Son günlerde iki yeni “arkeolojik kirlenme” örneği daha sosyal medyada kendine yer buldu. Mesleki ilkeleri olan arkeolog, sanat tarihçisi ve müzeciler ise “popüler ve medyatik” olmayı değil, kazı sonuçlarını bilimsel kriterlere göre paylaşmayı hedefliyor.
Türkiye’de arkeolojik kazıların bir ayağı üniversiteler ve akademisyenler ise diğer ayağı müzeler ve müze uzmanlarıdır. 2000’li yılların başından itibaren değişmeye başlayan müzecilik anlayışı ile birlikte, Türkiye müzeleri yeni bir yapılanma içine girmeye başlamıştır. Bu süreçte Gaziantep, Şanlıurfa ve Hatay gibi zengin arkeolojik değerlere sahip önemli kentlerimizde, Batı dünyasının bile takdirle karşıladığı yeni müzeler inşa edilmiş ve bunlar teşhire açılmıştır. Söz konusu müzeler modern sistemlerle donatılmış depoları, konservasyon laboratuvarları ve kütüphaneleri ile adeta akademik bir yapıya geçiş yapmışlardır.

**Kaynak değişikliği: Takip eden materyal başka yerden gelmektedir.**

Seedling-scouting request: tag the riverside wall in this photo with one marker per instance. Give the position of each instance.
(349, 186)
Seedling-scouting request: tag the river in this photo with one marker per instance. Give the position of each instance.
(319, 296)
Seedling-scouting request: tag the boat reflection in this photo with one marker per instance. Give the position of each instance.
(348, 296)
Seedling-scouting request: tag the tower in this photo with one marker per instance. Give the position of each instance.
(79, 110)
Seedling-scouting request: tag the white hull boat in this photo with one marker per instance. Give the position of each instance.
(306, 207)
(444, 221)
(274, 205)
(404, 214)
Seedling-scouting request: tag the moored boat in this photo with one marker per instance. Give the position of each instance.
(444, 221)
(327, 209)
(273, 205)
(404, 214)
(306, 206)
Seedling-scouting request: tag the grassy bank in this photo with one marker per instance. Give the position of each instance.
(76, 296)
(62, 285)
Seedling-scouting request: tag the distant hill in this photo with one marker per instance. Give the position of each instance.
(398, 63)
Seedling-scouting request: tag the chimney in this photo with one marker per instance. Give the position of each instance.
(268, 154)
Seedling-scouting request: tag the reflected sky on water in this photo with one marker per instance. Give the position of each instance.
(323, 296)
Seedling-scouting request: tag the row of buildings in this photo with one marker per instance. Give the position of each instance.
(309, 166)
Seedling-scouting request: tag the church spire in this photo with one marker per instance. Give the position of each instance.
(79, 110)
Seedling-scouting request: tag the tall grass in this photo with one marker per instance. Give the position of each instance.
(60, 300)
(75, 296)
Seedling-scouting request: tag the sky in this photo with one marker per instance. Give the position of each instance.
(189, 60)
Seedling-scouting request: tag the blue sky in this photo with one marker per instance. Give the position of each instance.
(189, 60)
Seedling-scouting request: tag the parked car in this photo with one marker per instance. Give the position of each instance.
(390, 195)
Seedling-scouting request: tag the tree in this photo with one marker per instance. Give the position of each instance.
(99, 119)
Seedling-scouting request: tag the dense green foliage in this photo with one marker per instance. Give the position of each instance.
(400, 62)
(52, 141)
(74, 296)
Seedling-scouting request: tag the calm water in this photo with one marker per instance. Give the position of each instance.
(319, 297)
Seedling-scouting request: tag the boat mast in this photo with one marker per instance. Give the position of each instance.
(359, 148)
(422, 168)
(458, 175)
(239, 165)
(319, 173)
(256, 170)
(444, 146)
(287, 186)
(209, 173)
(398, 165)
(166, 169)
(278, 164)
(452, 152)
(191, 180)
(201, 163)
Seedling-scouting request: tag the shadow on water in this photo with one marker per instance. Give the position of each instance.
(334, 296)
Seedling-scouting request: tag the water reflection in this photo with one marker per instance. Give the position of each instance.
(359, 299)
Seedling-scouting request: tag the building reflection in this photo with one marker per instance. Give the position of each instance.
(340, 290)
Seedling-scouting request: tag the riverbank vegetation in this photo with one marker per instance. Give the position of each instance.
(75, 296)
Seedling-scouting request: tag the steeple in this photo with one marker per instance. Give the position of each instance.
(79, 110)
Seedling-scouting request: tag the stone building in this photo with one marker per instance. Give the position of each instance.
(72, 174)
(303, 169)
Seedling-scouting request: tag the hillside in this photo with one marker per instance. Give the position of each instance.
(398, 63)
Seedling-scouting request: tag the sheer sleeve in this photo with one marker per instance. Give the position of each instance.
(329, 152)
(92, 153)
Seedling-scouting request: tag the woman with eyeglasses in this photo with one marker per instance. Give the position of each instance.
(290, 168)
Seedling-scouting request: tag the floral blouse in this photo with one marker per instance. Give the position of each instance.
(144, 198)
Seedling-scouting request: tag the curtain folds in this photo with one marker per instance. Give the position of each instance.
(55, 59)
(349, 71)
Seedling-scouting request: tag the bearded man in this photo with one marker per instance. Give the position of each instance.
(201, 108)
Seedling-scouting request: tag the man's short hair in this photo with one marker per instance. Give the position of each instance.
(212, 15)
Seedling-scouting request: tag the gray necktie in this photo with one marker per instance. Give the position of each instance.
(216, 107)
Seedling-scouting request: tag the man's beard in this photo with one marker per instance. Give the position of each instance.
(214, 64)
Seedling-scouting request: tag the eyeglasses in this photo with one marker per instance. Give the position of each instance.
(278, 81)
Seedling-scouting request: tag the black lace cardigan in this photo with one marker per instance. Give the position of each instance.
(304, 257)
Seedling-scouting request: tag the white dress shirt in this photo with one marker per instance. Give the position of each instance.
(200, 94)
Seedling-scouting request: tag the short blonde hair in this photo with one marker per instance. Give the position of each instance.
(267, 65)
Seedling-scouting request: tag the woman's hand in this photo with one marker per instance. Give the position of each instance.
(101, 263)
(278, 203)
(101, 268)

Çoğunlukla arkeolog ve sanat tarihçilerinin oluşturduğu müze uzmanlarının yeniden yapılanma ile birlikte hem sayıları hızla artmış hem de akademi gibi çalışmaya başlayan müzelerin yoğun arkeolojik faaliyetleri ile bilgi birikimleri ve deneyimleri üst düzeye ulaşmıştır. Bu olumlu sürecin meyvelerini hızlı bir biçimde vermeye başlamış olduğunu Kureyşler Barajı Kurtarma kazıları projesini yürüten Kütahya Müzesi özelinde yine bu sütunlardan memnuniyetle duyurmuştuk.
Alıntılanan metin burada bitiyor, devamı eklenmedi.